Interest in the singer's limited back catalogue has meant a lucrative trade in fakes purporting to be his works in progress. The Family Tree album will draw together his genuine pre-debut tapes to stem the trade in what Mr Callomon called "dreadful quality, poorly packaged" bootlegs. It is likely to be released in 2005.

"Getting it right over-rides getting it out," said Mr Callomon. "Gabrielle rightly takes great care in ensuring Nick's work is seen in the best light for as long as possible. This is meant to be a true representation of Nick's music before he wroteFive Leaves Left."

The album is expected to include covers of songs by Bert Jansch and Bob Dylan and feature tracks from a tape Drake made in France which recently appeared. They will shed light on the development of his distinctive and intricate guitar style.

Patrick Humphries, author of the definitive Nick Drake: The Biography, said: "There is no footage of him performing anywhere. All that's left is the memories of people who saw him."

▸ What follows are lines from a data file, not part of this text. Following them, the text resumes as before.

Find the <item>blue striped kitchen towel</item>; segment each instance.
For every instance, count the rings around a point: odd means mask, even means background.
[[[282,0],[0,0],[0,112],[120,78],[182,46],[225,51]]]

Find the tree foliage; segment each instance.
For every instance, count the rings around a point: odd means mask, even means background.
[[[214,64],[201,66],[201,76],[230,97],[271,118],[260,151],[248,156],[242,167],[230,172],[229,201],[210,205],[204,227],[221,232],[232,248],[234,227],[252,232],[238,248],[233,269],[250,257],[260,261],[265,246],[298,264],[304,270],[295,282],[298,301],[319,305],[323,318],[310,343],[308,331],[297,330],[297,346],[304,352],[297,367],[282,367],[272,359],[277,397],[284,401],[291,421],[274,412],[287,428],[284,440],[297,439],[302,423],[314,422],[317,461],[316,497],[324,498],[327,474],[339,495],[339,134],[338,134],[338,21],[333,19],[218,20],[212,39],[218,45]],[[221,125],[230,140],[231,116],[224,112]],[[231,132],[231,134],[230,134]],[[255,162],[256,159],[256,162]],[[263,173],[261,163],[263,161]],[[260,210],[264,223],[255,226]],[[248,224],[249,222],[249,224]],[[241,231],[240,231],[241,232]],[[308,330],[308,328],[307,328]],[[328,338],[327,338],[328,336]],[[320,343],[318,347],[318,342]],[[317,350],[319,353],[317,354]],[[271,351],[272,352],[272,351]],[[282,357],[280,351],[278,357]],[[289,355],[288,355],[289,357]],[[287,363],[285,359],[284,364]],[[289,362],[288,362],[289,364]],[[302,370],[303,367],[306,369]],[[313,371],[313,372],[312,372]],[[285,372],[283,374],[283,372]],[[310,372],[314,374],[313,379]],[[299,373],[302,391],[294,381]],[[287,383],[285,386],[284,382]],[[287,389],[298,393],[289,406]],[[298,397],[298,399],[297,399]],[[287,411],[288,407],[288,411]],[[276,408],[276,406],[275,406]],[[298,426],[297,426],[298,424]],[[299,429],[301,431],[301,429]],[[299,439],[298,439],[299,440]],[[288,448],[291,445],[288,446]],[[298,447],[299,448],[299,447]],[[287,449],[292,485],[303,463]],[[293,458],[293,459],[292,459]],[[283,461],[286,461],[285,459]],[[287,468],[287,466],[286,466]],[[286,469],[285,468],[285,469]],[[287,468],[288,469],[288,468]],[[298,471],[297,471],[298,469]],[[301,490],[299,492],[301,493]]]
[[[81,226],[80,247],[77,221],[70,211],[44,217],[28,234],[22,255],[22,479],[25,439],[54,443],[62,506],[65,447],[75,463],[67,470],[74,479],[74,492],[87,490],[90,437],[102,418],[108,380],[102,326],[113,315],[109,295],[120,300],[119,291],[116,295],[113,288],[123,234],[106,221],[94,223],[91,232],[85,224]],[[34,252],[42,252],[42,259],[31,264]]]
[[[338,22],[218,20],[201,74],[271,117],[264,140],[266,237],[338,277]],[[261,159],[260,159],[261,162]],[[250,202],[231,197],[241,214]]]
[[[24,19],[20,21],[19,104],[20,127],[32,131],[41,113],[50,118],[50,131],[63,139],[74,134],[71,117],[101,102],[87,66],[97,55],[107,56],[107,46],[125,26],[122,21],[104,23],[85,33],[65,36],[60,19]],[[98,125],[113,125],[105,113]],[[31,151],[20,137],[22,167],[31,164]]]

As well as the albums of unreleased material, a new "best of" will be released this year, all by Universal/Island.

Rock lives cut short

Janis Joplin: Finest white female blues singer of her generation. Emerged at the Monterey Pop Festival in 1967 with Big Brother and the Holding Company then scored as a solo artist. Died in 1970 of a heroin overdose, aged 27.

Jim Morrison: Flamboyant singer with the Doors whose poetic lyrics added a further dimension to the band's blues-based rock. Died in the bath in Paris in 1971, aged 27, but lack of autopsy meant no exact cause of death was established.

Jimi Hendrix: Guitar virtuoso, wild and amazing performer, changed the face of rock'n'roll. Died in 1970 after choking on his vomit. He was 27.

Ian Curtis: Front man for Manchester post-punk act Joy Division, who hanged himself in 1980 at the age of 23. Band regrouped as New Order.

Jeff Buckley: Angelic-voiced singer-songwriter whose only completed album Grace is hailed as one of the all-time great debuts. Died in a swimming accident in 1997, aged 30. His singer father Tim died of an overdose - aged 27.

Kurt Cobain: Guitarist and singer with Nirvana, found worldwide success with Nevermind. Unease with fame, a troubled marriage to Courtney Love and heroin use may have contributed to his shooting himself in 1994, aged 27.